En muchos procesos de contratación actuales la prioridad recae en la velocidad de entrega y en soluciones que funcionan en el corto plazo, lo que deja en un segundo plano la capacidad para razonar sobre seguridad. Ese enfoque favorece pruebas que miden sintaxis, algoritmos y productividad inmediata, pero no evalúan cómo un candidato identifica supuestos, gestiona confianza entre componentes ni anticipa rutas de fallo críticas para la resiliencia del software.
La llegada masiva de herramientas de generación automática de código acentúa este reto. Cuando parte del código proviene de modelos de inteligencia artificial, el rol humano se desplaza hacia la revisión lógica y la validación de decisiones arquitectónicas. Dejar en manos de un proceso de selección solo ejercicios de codificación puntual es insuficiente para comprobar la aptitud en seguridad; hace falta valorar pensamiento crítico, modelado de amenazas y experiencia en mitigación de riesgos.
Existen causas claras detrás de esta brecha: prisa por cubrir vacantes, falta de pericia en equipos de contratación para distinguir análisis de código superficial frente a razonamiento seguro, y ausencia de métricas útiles que midan deuda técnica y exposición a vulnerabilidades. Además, muchas organizaciones no integran desde el reclutamiento escenarios prácticos que reproduzcan condiciones reales como despliegues en servicios cloud aws y azure, integraciones con terceros o flujos de datos sensibles.

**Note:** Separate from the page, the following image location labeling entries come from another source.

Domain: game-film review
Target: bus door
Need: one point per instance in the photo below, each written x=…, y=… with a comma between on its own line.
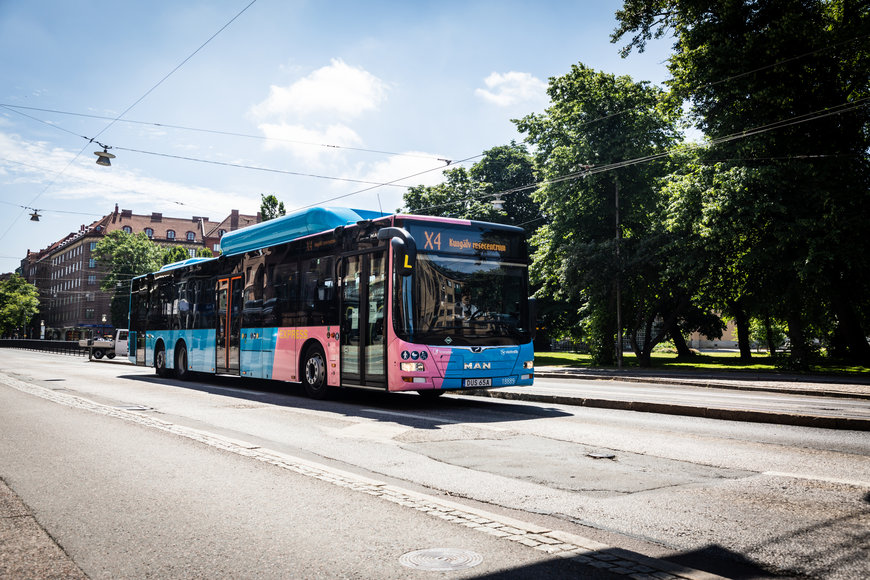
x=139, y=317
x=229, y=325
x=363, y=316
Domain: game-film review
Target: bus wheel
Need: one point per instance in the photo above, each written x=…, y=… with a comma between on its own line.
x=181, y=371
x=314, y=372
x=160, y=362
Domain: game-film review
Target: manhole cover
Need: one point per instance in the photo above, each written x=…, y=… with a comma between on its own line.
x=441, y=559
x=133, y=408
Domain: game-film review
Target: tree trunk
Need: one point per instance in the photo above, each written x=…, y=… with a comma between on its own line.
x=741, y=320
x=849, y=328
x=683, y=350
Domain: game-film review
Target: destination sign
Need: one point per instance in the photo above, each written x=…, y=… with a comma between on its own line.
x=434, y=237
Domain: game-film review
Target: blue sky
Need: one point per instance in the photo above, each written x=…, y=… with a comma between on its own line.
x=298, y=89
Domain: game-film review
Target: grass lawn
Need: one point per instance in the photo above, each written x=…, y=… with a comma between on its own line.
x=724, y=361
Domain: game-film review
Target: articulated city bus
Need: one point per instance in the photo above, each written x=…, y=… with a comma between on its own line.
x=337, y=297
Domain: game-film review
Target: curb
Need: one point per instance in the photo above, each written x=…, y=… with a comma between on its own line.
x=845, y=423
x=694, y=382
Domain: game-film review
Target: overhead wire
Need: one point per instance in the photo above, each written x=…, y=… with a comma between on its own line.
x=139, y=100
x=448, y=162
x=594, y=170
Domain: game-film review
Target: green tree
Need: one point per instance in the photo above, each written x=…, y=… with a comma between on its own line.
x=595, y=125
x=125, y=256
x=175, y=254
x=19, y=301
x=270, y=207
x=780, y=89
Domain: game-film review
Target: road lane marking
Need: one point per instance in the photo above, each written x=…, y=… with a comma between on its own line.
x=850, y=482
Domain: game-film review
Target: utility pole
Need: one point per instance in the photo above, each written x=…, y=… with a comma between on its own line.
x=618, y=288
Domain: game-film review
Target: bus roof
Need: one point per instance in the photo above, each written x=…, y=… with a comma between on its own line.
x=183, y=263
x=291, y=227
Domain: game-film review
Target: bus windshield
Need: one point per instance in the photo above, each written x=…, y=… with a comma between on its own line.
x=458, y=300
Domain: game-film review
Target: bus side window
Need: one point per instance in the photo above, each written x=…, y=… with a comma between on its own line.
x=253, y=311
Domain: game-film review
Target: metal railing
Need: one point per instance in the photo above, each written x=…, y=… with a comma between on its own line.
x=70, y=347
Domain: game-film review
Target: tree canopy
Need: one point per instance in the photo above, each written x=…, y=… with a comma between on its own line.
x=19, y=301
x=781, y=90
x=125, y=256
x=270, y=207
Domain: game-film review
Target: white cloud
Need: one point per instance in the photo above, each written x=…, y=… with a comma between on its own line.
x=100, y=188
x=335, y=90
x=512, y=88
x=309, y=143
x=424, y=169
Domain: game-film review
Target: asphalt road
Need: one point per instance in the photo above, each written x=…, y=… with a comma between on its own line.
x=127, y=501
x=739, y=499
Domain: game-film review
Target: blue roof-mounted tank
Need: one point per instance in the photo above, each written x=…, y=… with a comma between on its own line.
x=183, y=263
x=290, y=227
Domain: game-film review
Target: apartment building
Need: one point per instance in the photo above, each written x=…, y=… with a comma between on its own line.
x=68, y=277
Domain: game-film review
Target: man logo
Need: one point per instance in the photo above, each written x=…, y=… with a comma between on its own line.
x=477, y=366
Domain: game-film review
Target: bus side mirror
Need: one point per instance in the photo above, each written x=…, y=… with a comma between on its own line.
x=533, y=316
x=404, y=246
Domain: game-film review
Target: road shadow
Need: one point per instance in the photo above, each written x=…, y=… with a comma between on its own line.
x=407, y=408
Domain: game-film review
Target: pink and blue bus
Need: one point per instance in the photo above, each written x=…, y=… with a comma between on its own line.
x=334, y=297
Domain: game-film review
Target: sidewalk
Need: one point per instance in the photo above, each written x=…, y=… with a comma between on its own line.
x=836, y=388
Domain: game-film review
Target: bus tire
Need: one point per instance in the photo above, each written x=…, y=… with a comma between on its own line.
x=181, y=371
x=313, y=372
x=160, y=361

Para mejorar la selección conviene incorporar ejercicios basados en escenarios reales: simulaciones de incidentes, tareas de threat modeling durante la entrevista, revisiones de pull requests en pareja y pruebas donde se evalúe la respuesta ante entradas maliciosas y fallos en dependencias. Complementar las entrevistas con ejercicios de diseño seguro y debates sobre trade offs revela más sobre la madurez de un candidato que un test puramente sintáctico.
La formación continua y la cultura son igualmente importantes. Programas de onboarding que incluyan revisiones de arquitectura, sesiones de pentesting y el uso sistemático de herramientas SAST y DAST reducen el riesgo de incorporar vulnerabilidades desde el primer despliegue. También es recomendable fijar indicadores operativos vinculados a seguridad para que la contratación se alinee con objetivos de despliegue seguro y mantenimiento sostenible.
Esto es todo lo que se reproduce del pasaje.